Avcı, "Su kaynaklarını iyi bir şekilde kullanamazsak çölleşme ile mücadele de dezavantaja dönüşebiliyor. Ne zaman toprağı değil bitkiyi sulayan  sistemlere geçersek, suyu verimli kullanırsak o zaman çölleşme ile mücadele etmiş oluruz. Çölleşme gıda güvenliği açısından da büyük bir tehlike arz ediyor. Özellikle kurak memleketlerde yaşayan insanlar  göç ediyor. Bu da güvenliği tehlikeye atıyor" dedi.

“İnsan gibi toprağın da restorasyonu gerekir”
Sempozyumda KOP İdaresi Başkanı Prof. Dr. Mehmet Babaoğlu, 62. Hükümet Programı'na giren ve yakında açıklanması beklenen KOP Eylem Planı kapsamında KOP Bölgesi'nde Sürdürülebilir Su ve Tarım Yönetimi konusunda yapılacaklar bildirisiyle "Tarımda değişim, Bölge'de dönüşüm"ü anlattı.

Tıpkı insanlar gibi toprağın da restorasyonunun önemli hale geldiğini vurgulayan Başkan Babaoğlu: “Sulama ve arazi toplulaştırması başta tarım altyapılarının modernizasyonu, hayvancılık, yem üretimi, ova ve dağlık alanlarda kırsal kalkınmanın tarım ve çevre ile ilgili KOP Eylem Planı’nın ana omurgasını oluşturmaktadır. Buradan bir çağrıda bulunmak istiyorum. Türkiye ve insanımızın restorasyonu gibi ülkemizin tarım topraklarının da restorasyonunu gelin birlikte yapalım. Ayrıca doğrudan ekimin yaygınlaşması, anız yakılmasını önüne geçilecek, topraklar ıslah edilecek, yağışlarla daha fazla su tutulacak ve çölleşme önlenecektir. İşte bu yüzden toprakların restorasyonunu önemsiyoruz” diye konuştu.

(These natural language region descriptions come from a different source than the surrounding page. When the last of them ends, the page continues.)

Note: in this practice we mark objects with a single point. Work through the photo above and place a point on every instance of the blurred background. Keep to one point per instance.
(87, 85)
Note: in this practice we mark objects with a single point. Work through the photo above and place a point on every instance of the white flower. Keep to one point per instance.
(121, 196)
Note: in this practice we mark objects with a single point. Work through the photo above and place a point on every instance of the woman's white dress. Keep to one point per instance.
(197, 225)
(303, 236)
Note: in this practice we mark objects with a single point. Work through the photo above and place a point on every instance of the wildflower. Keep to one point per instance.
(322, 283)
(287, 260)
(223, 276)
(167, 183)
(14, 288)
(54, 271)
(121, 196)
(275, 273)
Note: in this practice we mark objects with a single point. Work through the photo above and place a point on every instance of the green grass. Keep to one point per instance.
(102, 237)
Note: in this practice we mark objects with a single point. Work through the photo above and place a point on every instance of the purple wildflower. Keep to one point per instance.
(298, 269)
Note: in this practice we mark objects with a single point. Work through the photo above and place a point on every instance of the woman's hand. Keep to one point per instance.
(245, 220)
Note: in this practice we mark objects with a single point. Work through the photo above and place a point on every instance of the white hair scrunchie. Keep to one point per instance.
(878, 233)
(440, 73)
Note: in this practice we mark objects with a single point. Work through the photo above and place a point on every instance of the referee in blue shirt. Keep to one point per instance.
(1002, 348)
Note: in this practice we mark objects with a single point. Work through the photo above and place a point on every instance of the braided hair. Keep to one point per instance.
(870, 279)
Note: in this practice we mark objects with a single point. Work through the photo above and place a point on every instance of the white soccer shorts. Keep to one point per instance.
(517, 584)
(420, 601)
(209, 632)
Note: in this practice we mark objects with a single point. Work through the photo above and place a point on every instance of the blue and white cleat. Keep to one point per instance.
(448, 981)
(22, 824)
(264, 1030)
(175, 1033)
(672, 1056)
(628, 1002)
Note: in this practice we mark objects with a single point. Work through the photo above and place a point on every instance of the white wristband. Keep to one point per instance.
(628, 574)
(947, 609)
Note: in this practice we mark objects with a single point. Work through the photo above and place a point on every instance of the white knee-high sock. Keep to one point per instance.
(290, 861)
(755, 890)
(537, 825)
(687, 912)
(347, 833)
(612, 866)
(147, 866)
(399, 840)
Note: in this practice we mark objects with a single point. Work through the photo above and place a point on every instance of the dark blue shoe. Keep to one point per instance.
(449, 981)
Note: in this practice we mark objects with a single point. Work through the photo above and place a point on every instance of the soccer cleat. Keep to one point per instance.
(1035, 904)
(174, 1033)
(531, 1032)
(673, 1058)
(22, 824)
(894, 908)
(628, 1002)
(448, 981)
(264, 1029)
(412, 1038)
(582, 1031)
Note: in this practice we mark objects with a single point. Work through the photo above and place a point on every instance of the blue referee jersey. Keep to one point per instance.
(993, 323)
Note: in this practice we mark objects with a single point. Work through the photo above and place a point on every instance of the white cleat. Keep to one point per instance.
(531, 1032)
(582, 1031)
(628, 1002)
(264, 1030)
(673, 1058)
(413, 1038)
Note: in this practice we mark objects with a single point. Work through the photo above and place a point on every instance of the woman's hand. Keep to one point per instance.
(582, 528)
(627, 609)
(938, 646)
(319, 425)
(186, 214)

‘Toprak ve su varsa hayat var’ sloganıyla öne çıkan Sempozyumda; Kuraklık, Çölleşme ve Etkileri, Erozyon ve Etkileri, İklim Değişikliği ve Doğal Kaynaklar, Arazi Yönetimi, Mera ve Mera Yönetimi, Toprak İşleme Yöntemleri, Sulama Sistemleri ve Su Kullanım Etkinliği, Ekoloji ve Biyo çeşitlilik, Kuraklık ve Çevre Sorunları, Doğal Kaynaklar Ekonomisi ve Kalkınma, Kuraklık ve Çölleşmenin Sosyo-Ekonomik Etkileri, UA ve CBS İle Yaklaşımlar, Modelleme, vb. konular ele alınacak.

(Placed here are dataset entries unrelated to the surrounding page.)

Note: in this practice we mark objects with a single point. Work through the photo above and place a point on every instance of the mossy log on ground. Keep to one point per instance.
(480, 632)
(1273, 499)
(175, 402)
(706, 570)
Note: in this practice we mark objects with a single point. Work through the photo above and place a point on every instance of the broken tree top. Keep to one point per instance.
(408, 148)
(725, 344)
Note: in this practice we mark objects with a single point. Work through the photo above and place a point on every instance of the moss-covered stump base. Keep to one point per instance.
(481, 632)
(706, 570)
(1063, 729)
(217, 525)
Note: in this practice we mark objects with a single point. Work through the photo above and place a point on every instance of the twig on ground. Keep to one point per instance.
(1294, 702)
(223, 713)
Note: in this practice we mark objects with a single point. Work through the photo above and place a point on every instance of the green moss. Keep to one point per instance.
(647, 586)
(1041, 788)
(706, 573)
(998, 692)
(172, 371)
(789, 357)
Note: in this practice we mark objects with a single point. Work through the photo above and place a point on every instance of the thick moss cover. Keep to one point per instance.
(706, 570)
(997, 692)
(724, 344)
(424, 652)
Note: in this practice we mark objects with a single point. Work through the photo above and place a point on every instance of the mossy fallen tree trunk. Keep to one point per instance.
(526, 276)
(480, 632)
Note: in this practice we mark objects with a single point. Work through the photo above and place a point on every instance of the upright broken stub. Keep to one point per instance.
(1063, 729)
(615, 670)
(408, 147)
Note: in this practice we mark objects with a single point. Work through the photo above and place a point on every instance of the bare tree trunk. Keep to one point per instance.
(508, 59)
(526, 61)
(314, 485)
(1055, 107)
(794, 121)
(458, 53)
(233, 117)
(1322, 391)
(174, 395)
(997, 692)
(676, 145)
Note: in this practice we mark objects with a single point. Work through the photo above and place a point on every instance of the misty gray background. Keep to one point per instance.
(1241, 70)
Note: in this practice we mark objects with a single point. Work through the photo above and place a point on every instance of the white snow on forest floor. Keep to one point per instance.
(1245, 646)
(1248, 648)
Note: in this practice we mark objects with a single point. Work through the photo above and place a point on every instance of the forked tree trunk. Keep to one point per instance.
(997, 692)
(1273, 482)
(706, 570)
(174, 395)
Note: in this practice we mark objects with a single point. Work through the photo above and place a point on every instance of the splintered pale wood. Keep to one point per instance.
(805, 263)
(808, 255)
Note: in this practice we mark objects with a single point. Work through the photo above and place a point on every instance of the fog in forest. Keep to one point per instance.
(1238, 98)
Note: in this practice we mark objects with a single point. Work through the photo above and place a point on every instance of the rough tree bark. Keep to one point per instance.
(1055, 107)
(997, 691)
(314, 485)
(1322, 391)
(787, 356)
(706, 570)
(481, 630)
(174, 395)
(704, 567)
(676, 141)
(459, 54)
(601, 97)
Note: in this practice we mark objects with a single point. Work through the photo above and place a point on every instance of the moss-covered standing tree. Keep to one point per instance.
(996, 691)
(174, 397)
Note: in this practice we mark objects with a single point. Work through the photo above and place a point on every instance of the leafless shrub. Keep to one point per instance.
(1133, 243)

Ülkemizin çölleşme ile mücadele ve ormancılık alanında sahip olduğu bilgi birikimini paylaşmak maksadıyla; Bakanlığımız ve Türk İşbirliği ve Koordinasyon Ajansı Başkanlığı (TİKA) ile işbirliği halinde her yıl uluslararası eğitim programı tertiplenmektedir. Bu eğitim programı ile Ülkemiz, gerçekleştirmiş olduğu faaliyetleri ve tecrübelerini; Afrika, Orta Asya, Balkanlar ve Orta Doğu ülkeleri ile paylaşmak ve ülkelerin bu konulardaki kapasitesini artırmak gayesindedir. Sempozyumdan sonra Çölleşmeyle Mücadele Uluslararası eğitimiyle program devam edecektir.